Une distribution de Poisson n'intègre qu'un seul paramètre, le taux de vente ; la largeur de la distribution, c'est-à-dire l'étendue des résultats probables autour de la moyenne, est entièrement déterminée par sa forme fonctionnelle, qui reflète l'autoconsistance. En d'autres termes, le degré de précision réalisable ne dépend que du taux de vente prédit dans l'intervalle de temps considéré : Les ventes de 5 bretzels prédits par jour suivent la même distribution que les ventes de 5 gâteaux d'anniversaire prédits par semaine, de 5 brioches prédites par heure ou de 5 gâteaux de mariage prédits par trimestre.
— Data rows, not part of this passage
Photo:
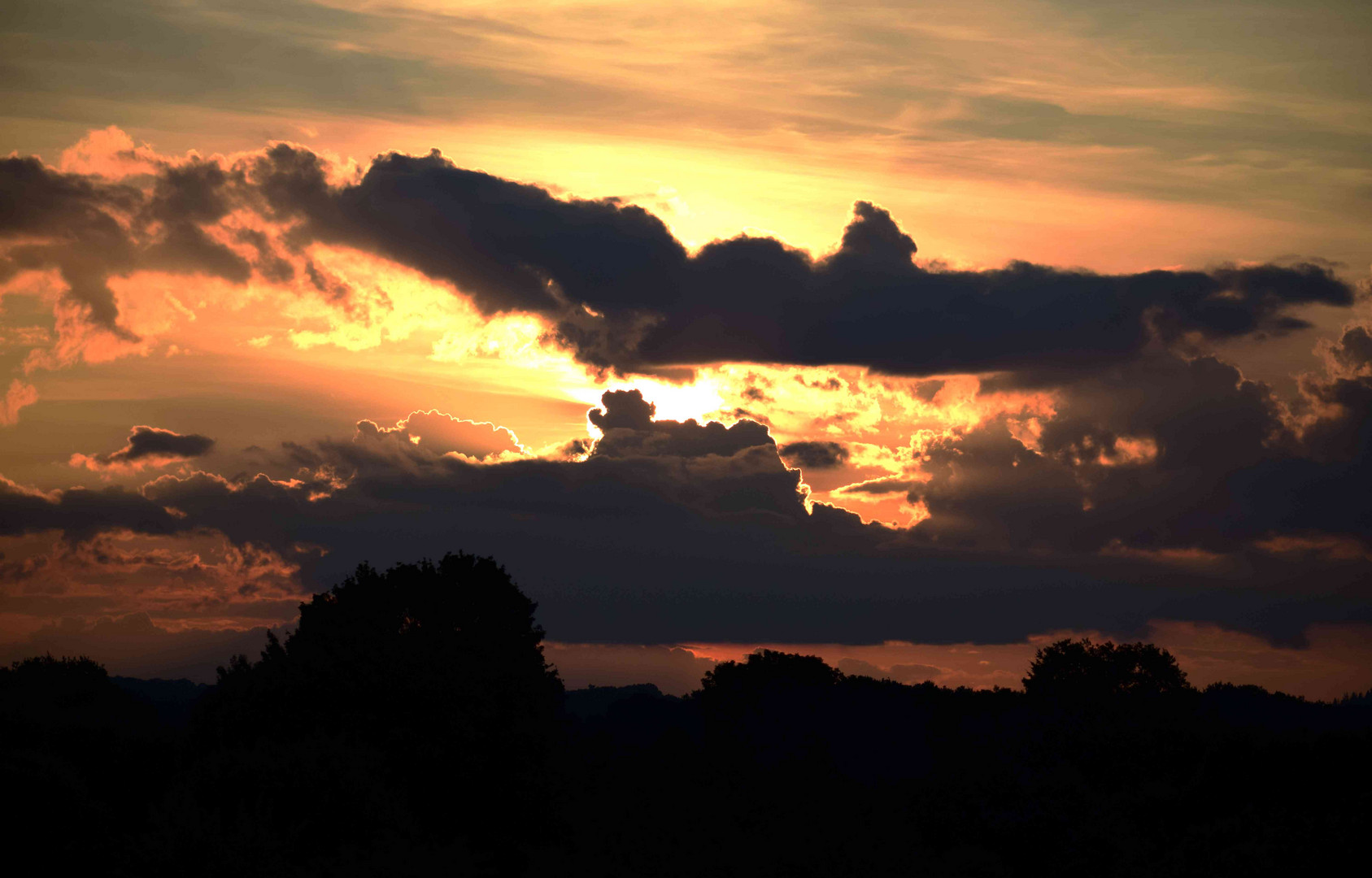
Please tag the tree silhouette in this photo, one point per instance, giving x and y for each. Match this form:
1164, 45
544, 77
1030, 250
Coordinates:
423, 686
1082, 670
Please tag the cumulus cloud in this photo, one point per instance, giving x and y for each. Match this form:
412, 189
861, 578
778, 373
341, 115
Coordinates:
445, 434
677, 531
133, 645
619, 289
147, 446
808, 454
516, 247
20, 395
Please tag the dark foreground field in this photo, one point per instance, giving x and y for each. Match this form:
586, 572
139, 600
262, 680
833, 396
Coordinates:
411, 726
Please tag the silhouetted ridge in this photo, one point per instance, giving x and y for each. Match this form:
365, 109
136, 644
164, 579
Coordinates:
411, 726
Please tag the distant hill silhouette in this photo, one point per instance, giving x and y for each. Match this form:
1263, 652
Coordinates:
412, 726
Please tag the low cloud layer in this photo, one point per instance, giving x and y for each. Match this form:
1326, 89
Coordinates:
681, 531
1065, 450
617, 285
147, 446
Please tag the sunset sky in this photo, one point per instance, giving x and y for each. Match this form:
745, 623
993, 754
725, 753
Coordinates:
912, 335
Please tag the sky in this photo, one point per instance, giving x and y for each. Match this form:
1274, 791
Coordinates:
912, 335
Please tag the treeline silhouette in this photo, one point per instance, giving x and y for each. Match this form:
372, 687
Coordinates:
411, 724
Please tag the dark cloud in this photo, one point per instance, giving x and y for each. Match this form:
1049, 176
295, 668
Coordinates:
515, 247
679, 532
1165, 454
81, 513
815, 454
149, 445
754, 299
89, 229
135, 645
443, 434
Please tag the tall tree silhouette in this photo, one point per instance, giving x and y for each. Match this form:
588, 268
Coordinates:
1082, 670
425, 680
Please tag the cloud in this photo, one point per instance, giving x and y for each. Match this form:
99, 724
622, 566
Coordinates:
617, 287
147, 446
677, 531
89, 229
754, 299
808, 454
445, 434
20, 395
133, 645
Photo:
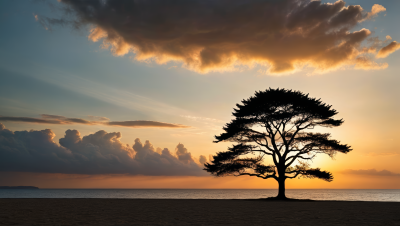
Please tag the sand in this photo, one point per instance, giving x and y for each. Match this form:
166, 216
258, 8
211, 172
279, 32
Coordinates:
195, 212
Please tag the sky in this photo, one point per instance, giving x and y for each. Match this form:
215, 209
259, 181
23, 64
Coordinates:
130, 94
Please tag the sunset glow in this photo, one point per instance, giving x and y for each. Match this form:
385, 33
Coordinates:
126, 94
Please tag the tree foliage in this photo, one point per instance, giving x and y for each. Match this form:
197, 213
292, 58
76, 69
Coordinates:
276, 123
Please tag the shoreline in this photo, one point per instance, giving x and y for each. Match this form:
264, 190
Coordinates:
95, 211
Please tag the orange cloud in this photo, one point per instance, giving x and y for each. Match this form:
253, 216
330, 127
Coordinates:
205, 36
57, 119
94, 154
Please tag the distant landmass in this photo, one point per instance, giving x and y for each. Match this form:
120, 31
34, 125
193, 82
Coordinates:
18, 187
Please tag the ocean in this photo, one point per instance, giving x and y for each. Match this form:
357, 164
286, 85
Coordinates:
381, 195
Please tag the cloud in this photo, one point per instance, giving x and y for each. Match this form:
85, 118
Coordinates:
376, 8
57, 119
220, 35
98, 153
143, 123
183, 155
385, 51
371, 172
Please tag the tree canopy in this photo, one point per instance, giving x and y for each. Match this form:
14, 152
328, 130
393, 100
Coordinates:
276, 123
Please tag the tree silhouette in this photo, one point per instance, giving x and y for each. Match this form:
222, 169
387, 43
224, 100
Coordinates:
274, 123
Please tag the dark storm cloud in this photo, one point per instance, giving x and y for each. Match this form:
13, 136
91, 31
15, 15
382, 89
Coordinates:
372, 172
98, 153
222, 35
57, 119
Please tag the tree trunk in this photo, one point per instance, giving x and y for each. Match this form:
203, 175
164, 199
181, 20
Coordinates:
281, 193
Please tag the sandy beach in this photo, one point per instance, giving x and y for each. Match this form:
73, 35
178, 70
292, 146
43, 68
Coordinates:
195, 212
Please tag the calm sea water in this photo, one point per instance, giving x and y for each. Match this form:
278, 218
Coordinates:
315, 194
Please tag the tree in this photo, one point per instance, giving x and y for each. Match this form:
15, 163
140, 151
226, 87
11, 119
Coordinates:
275, 123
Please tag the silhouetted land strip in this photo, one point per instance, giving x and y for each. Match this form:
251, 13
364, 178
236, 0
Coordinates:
18, 187
195, 212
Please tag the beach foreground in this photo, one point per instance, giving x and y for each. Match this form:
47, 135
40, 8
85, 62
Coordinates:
195, 212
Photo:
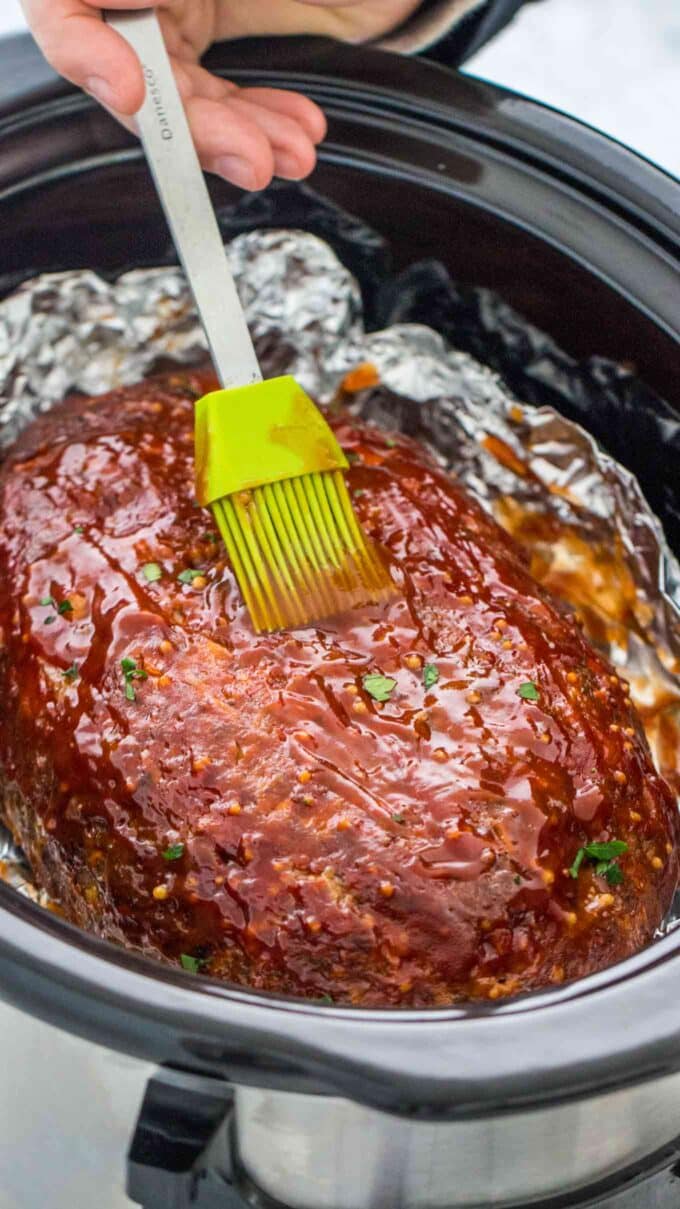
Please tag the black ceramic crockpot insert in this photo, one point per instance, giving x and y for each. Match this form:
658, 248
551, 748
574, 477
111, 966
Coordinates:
494, 220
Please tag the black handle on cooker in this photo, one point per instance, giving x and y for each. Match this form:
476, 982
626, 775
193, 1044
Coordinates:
183, 1156
180, 1152
183, 1152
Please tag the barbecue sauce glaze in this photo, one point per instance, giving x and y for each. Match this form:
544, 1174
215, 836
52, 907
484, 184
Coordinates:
242, 804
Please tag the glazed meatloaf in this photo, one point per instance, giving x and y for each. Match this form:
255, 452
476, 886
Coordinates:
441, 798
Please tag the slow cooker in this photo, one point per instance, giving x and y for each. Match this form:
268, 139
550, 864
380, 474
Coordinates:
126, 1082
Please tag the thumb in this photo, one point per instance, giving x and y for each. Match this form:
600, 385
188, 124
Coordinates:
80, 46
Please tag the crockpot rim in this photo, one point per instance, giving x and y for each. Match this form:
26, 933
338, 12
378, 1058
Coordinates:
535, 1050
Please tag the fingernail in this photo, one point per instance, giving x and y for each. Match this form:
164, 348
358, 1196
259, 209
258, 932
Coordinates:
237, 171
288, 166
101, 90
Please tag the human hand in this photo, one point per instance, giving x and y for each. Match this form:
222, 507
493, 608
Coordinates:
245, 134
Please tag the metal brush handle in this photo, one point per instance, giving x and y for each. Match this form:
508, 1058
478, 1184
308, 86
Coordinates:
179, 179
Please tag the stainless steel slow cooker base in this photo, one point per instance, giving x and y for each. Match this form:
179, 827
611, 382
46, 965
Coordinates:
305, 1151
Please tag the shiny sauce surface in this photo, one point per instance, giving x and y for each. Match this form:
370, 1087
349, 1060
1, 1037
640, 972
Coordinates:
246, 805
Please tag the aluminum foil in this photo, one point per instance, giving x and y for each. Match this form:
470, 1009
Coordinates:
582, 516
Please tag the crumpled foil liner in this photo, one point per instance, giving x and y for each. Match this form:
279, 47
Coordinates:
591, 534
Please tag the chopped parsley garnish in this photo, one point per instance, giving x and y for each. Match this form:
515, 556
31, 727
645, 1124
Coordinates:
605, 856
190, 964
430, 675
173, 852
131, 672
529, 692
379, 687
189, 576
611, 871
151, 572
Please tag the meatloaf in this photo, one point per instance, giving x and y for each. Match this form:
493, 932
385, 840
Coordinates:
445, 797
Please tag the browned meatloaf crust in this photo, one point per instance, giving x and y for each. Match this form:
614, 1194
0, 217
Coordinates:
245, 804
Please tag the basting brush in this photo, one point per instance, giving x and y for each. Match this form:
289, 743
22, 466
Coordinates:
266, 461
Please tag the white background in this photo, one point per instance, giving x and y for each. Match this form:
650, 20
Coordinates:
614, 63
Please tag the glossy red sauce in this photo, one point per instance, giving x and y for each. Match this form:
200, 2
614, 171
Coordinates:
408, 852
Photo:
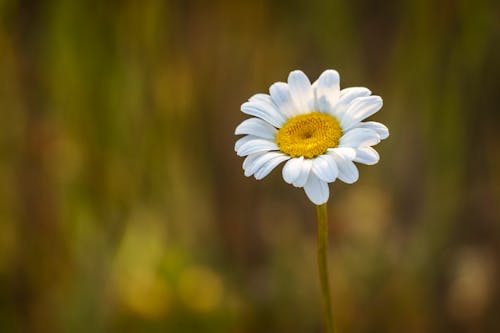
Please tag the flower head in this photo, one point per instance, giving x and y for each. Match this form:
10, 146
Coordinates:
317, 128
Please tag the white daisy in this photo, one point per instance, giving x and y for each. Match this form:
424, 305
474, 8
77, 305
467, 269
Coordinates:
317, 128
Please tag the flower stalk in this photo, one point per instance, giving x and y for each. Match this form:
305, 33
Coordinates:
323, 266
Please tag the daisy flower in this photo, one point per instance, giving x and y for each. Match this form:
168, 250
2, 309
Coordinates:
318, 129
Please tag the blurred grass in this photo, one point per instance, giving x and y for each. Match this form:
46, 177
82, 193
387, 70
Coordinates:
124, 209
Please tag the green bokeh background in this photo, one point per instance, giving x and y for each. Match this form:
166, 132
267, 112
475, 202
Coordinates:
123, 207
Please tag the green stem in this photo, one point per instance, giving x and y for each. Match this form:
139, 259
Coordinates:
323, 266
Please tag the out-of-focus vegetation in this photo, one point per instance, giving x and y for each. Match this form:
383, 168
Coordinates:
124, 209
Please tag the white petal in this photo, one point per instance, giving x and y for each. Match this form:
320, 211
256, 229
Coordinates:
291, 170
381, 129
243, 140
304, 173
348, 173
366, 155
264, 110
360, 109
346, 152
325, 168
347, 95
280, 94
301, 91
262, 98
317, 191
256, 146
269, 166
257, 127
359, 137
327, 89
250, 160
258, 162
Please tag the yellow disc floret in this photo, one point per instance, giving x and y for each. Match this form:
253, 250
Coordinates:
308, 135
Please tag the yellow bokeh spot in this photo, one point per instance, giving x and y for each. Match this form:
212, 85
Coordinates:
200, 289
308, 135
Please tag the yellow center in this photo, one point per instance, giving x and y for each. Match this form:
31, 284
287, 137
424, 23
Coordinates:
308, 135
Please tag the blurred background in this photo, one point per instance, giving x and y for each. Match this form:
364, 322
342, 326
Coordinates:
123, 207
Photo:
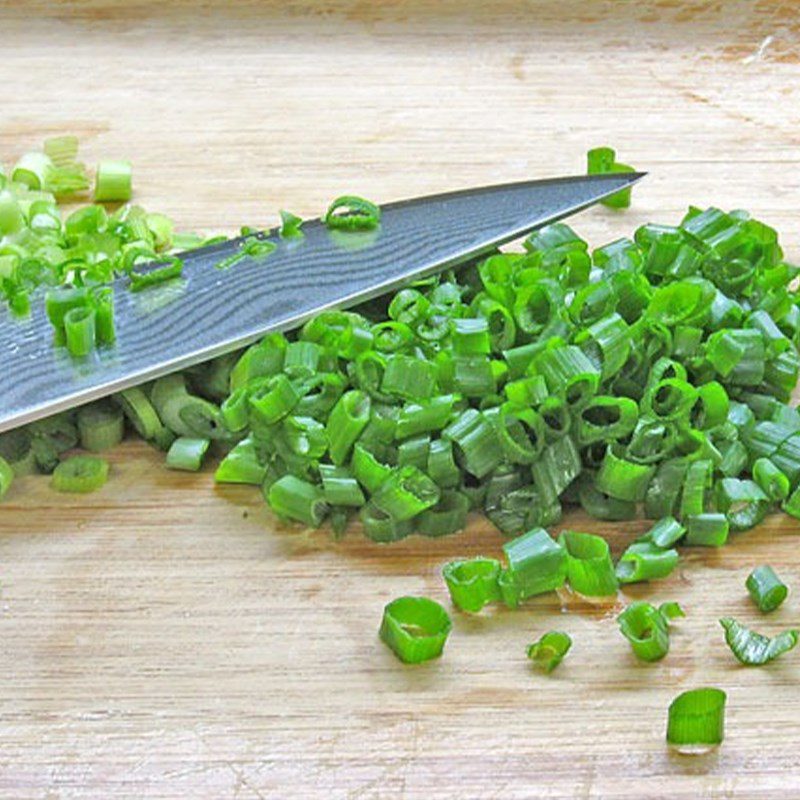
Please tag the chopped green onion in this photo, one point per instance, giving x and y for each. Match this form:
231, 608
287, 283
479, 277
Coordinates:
101, 426
472, 584
294, 498
80, 331
753, 649
415, 629
113, 181
696, 720
536, 564
187, 454
6, 477
645, 561
406, 492
549, 651
290, 225
590, 571
351, 213
80, 474
766, 589
647, 630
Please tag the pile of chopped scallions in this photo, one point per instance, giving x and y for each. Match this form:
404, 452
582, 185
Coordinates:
650, 376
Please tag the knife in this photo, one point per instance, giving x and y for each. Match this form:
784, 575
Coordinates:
208, 312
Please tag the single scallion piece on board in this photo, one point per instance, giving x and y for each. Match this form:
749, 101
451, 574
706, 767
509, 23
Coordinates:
549, 651
753, 649
766, 589
351, 213
472, 584
415, 629
696, 720
113, 181
647, 630
80, 474
187, 453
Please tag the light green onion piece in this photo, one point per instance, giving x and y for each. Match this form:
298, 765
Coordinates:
766, 589
113, 181
80, 475
472, 584
415, 629
590, 571
696, 720
549, 651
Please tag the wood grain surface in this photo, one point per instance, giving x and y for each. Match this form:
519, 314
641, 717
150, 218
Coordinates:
164, 638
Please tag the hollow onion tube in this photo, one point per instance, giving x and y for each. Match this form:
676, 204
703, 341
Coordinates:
80, 474
347, 420
696, 719
415, 629
647, 630
339, 486
766, 589
101, 426
241, 465
406, 492
645, 561
472, 584
624, 479
187, 453
352, 213
742, 502
774, 483
590, 571
549, 650
293, 498
445, 517
751, 648
79, 331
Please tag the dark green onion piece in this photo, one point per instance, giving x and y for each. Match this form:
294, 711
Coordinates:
472, 584
6, 477
774, 483
447, 516
296, 499
626, 480
647, 630
707, 530
187, 454
590, 571
380, 527
80, 474
696, 720
406, 492
340, 487
645, 561
415, 629
766, 589
351, 213
80, 331
241, 465
549, 651
753, 649
347, 420
742, 502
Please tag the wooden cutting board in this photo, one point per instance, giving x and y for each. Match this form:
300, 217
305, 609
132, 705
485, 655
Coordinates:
165, 638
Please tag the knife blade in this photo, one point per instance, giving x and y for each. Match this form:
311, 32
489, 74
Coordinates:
209, 312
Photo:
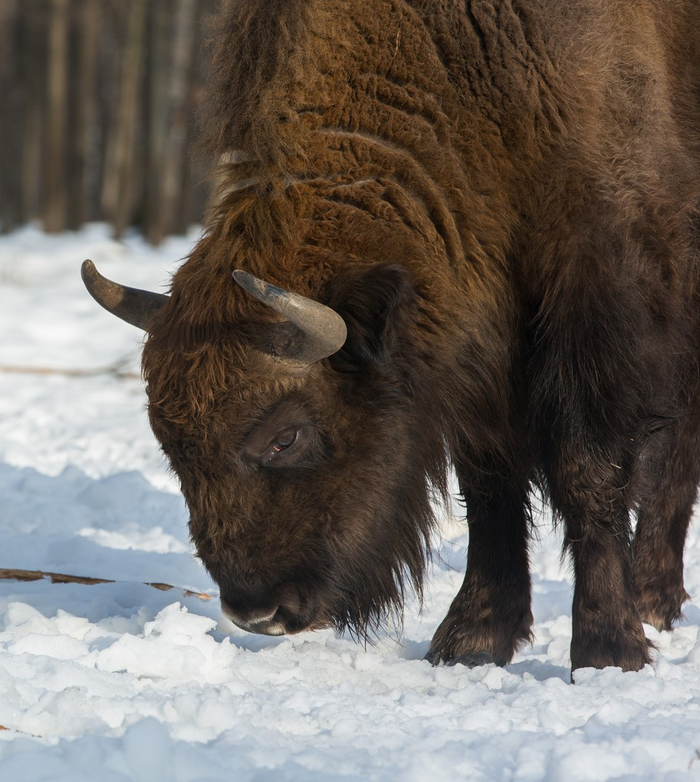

En d'autres termes, l'erreur relative réalisable dans le meilleur des cas est entièrement déterminée par la valeur prévue elle-même : L'erreur relative réalisable dans le meilleur des cas est entièrement et uniquement déterminée par la valeur prévue elle-même !

Pourquoi les produits ultrafrais à vente lente ne peuvent-ils pas être proposés de manière durable ?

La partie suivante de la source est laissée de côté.